Historian Guy Halsall has estimated the value of the hoard's gold in its day as equivalent to solidi, about 80 horses' worth. Modern valuation of the find has been set at £3, or just under $ million. In its own time, however, the hoard's worth was surely calibrated by other considerations.

Sutherland, Anglo-Saxon Gold Coinage in the Light of the Crondall Hoard (Oxford, ) G. Williams, Early Anglo-Saxon Coins (Botley, ) Single-finds and their analysis.
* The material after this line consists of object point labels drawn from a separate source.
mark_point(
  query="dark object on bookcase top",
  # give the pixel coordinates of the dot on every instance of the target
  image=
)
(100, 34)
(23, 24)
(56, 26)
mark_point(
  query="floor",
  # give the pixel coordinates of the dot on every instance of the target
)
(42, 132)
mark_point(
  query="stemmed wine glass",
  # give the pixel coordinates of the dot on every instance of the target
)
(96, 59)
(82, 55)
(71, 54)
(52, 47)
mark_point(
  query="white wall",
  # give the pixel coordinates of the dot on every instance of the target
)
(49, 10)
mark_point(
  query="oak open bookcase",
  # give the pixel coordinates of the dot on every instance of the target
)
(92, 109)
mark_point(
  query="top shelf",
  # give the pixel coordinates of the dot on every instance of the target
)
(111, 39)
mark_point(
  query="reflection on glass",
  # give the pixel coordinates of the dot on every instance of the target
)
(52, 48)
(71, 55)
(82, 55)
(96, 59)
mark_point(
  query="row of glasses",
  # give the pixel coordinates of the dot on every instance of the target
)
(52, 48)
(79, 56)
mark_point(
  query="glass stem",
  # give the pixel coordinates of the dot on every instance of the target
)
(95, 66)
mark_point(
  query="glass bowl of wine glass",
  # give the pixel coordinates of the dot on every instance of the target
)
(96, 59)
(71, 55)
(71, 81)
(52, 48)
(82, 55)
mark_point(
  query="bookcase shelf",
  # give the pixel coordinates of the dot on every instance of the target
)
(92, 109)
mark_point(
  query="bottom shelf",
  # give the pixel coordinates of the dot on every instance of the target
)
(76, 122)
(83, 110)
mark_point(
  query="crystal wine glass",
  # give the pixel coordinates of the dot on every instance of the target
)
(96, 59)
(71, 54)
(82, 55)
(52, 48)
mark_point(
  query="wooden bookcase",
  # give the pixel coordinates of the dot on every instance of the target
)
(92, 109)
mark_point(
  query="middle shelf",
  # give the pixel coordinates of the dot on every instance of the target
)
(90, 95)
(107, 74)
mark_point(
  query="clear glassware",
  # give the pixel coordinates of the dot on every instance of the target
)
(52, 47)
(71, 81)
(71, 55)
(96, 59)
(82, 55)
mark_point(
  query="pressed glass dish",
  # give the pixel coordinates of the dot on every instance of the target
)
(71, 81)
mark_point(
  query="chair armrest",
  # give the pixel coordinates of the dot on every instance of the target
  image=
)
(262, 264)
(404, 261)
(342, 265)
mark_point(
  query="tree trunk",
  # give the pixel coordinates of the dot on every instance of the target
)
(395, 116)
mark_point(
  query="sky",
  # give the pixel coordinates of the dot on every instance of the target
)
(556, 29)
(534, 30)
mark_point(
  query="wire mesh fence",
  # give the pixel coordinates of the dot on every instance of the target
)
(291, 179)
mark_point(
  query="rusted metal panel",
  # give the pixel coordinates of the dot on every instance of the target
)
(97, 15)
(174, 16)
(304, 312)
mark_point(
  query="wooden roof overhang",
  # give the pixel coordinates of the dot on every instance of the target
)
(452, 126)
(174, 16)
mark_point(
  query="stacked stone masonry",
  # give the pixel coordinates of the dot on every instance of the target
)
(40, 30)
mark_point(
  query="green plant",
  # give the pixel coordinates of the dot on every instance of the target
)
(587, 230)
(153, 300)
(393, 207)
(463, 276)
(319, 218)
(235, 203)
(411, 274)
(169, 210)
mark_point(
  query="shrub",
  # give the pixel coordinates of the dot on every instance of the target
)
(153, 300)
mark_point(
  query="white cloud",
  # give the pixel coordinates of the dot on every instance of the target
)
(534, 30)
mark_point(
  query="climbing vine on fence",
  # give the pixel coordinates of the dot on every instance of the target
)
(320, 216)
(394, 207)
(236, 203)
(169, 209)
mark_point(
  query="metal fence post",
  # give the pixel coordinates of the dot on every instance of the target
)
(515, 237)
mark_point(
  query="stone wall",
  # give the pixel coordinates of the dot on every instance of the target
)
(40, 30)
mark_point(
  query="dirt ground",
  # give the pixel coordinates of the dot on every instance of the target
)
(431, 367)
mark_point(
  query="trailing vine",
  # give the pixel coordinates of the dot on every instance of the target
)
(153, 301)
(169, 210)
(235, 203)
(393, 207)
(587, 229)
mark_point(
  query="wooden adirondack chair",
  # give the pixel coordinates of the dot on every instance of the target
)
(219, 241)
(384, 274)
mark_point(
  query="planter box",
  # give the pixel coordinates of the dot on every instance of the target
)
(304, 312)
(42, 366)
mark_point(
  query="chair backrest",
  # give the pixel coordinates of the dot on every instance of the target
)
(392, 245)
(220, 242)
Bevan, ‘Spatial methods for analysing large-scale artefact inventories’, Antiquity 86 (), –. The largest ever haul of Anglo-Saxon gold in Britain, the so-called Staffordshire Hoard, was discovered buried beneath a farmer's field in Staffordshire in July It has more than 1, items, made of gold and silver, embedded with precious stones and jewels.This book is a very engaging review of Anglo Saxon dark ages history in light of the Staffordshire Hoard find.

A fast read, there is a lot more information available and dark ages scholarship than when most of us first learned this history/5.

The Inception of Anglo-Saxon Coinage: New and Old Status Symbols. It is a well-established fact that for the Anglo-Saxons – who were well-acquainted with, and used and admired fine foreign coins – the decision to mint their own currency at the turn of the 6th to 7th century meant a re-engagement with an activity that had been abandoned for well over a century and a half on British Author: Anna Gannon.